An emergency easing by the Bank of Japan may have backfired overnight as the Yen erased its early losses against the major currencies. The BoJ made the move in the hopes it would weaken the Japanese Yen, but instead it’s been business as usual this morning with the Yen sharply higher versus the U.S. Dollar.

Late this morning the BoJ said it would expand its current 20 trillion Yen quantitative easing program to six-months from its current three-month time frame. It also increased the amount of funds available by 10 trillion Yen.

The moves expressed by traders this morning seem to indicate that the trading public perceives the activity by the BoJ as too little, too late as the action suggests the central back is being reactive instead of proactive.

Technically, after an attempt to breakout to the upside through the last swing top at 85.91, the USD JPY is now trading sharply lower. The last main bottom at 83.59 seems safe at this time, but could be challenged later in the day if 84.75 cannot hold today’s break.

U.S. equity markets are expected to open flat to lower this morning after an earlier rally fizzled. Friday’s reversal bottom following a successful test of 1037.00 in the September E-mini S&P 500 was a strong sign that the market liked Bernanke’s comments on Friday. Today investors will have to decide whether traders were buying value or just producing an oversold technical bounce. Should the rally regain steam today, look for the September E-mini S&P make a run at 1082.25.
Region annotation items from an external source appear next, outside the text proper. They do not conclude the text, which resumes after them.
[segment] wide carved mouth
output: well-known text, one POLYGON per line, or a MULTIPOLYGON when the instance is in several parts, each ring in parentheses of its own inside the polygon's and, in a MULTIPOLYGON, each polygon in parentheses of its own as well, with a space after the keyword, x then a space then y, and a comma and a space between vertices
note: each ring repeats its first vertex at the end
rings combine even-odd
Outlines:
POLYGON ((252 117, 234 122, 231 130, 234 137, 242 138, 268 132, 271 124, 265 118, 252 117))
The threat of another hurricane later this week combined with a pick-up in demand for higher risk helped drive December Crude Oil higher last week. Last night the market had a bit of a follow-through but it weakened just short of a major 50% price level at 78.41. With the main trend down, look for traders to sell the rally into this retracement level.

Technical factors, slow demand and building inventories are likely to pressure crude oil throughout the week. The only surprise will be the hurricane. Traders will react throughout the week depending on which direction the hurricane decides to take.

Treasury Bonds Posts Rare Combo Reversal

December Treasury Bonds posted the rare daily/weekly closing price reversal top last week. Last Wednesday, the T-Bonds formed a daily closing price reversal top and on Friday, the market sold off far enough to form a weekly closing price reversal top.  Both of these chart patterns suggest that the selling is greater than the buying at current levels.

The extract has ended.